A Marty todo eso no le importa. No va a dormir mucho, no parará de dar vueltas en la cama hasta que a la mañana siguiente se levante, se asee, reciba a su tía y se prepare para ir a la iglesia sin dejar de canturrear y silbar un solo instante. Todavía no le preocupa que su madre no apruebe su relación con Clara, no porque no le guste o porque no se alegre de que su primogénito haya encontrado por fin el amor, sino porque teme quedarse sola como Catherine, relegada como un mueble viejo en casa de su nuera. Tampoco le inquieta aún que a sus colegas del barrio Clara les parezca un hueso. Los nubarrones crecerán a lo largo del día y a punto estarán de convencerle de que está equivocado, de que ella no vale lo que él siente, hasta obligarle a aparcar para siempre en la soledad. La tormenta llega pero dura poco, una tarde de cine perdida, unas cuantas lágrimas de más vertidas por Clara esperando una llamada que cree que ya no llegará, una discusión con los amigotes del bar, y la felicidad gana la partida, se presenta otra vez delante de él esperando a que coja del brazo a Clara para cruzar la calle.
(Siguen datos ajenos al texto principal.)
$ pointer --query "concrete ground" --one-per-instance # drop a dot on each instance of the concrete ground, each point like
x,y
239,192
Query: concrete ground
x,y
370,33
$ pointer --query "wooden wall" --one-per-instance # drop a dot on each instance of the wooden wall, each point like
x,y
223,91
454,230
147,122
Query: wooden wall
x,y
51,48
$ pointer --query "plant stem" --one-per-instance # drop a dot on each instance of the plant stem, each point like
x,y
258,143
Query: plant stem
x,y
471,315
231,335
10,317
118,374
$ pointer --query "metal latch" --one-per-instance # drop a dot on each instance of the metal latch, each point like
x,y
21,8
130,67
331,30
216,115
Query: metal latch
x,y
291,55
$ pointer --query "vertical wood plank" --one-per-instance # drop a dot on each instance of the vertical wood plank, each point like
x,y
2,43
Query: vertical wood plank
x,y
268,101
Así lo quiso, por suerte para Marty y para generaciones de espectadores, Paddy Chayefsky. El autor del guión para televisión y de su adaptación a la pantalla grande prefirió quedarse con la parte positiva del dicho, la esperanza es lo último que se pierde, en lugar de con su sentido postrero: la esperanza, aunque sea al final, también se pierde.
Y es que hay barrios por los que no pasa el autobús.
De 39estaciones. De viaje entre el cine y la vida (Eclipsados, 2011).